The warbling kind uninterrupted sing,
Warm’d with enjoyments of perpetual spring.

HERE, at my window, I at once survey
The crowded city and resounding sea;
In distant views the Asian mountains rise,
And lose their snowy summits in the skies;
Above those mountains proud Olympus towers,
The parliamental seat of heavenly powers. 
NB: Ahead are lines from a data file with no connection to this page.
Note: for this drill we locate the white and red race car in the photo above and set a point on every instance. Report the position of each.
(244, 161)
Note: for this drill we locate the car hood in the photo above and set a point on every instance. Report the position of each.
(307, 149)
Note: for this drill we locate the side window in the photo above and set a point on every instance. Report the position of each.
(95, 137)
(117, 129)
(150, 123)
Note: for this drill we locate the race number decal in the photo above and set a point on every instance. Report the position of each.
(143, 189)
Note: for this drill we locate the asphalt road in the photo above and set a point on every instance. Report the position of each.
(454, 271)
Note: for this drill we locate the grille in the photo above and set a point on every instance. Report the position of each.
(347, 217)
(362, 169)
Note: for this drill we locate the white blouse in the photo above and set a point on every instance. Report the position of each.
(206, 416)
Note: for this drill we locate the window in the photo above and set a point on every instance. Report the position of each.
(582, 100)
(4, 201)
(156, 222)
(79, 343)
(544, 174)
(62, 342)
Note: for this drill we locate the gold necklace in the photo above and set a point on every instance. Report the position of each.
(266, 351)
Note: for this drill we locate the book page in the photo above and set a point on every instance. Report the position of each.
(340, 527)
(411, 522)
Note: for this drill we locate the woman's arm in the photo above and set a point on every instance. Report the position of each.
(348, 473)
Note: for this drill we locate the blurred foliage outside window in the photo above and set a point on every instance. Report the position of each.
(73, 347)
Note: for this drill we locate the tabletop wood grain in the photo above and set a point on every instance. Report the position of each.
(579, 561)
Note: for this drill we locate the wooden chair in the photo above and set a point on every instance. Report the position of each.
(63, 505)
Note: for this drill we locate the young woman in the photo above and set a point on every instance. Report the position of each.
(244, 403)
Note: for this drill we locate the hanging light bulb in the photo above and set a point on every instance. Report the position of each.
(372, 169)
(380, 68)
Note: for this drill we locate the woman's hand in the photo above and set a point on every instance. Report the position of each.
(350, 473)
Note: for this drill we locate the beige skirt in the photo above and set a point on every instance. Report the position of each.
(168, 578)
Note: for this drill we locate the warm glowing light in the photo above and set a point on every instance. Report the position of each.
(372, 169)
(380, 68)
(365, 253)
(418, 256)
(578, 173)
New to the sight, my ravish’d eyes admire
Each gilded crescent and each antique spire,
The marble mosques, beneath whose ample domes
Fierce warlike sultans sleep in peaceful tombs;
Those lofty structures, once the Christians boast,
Their names, their beauty, and their honours lost;
Those altars bright with gold and sculpture grac’d,
By barb’rous zeal of savage foes defac’d: 
Sophia alone her ancient name retains,
Tho’ unbelieving vows her shrine profanes;
Where holy saints have died in sacred cells,
Where monarchs pray’d, the frantic Dervise dwells. 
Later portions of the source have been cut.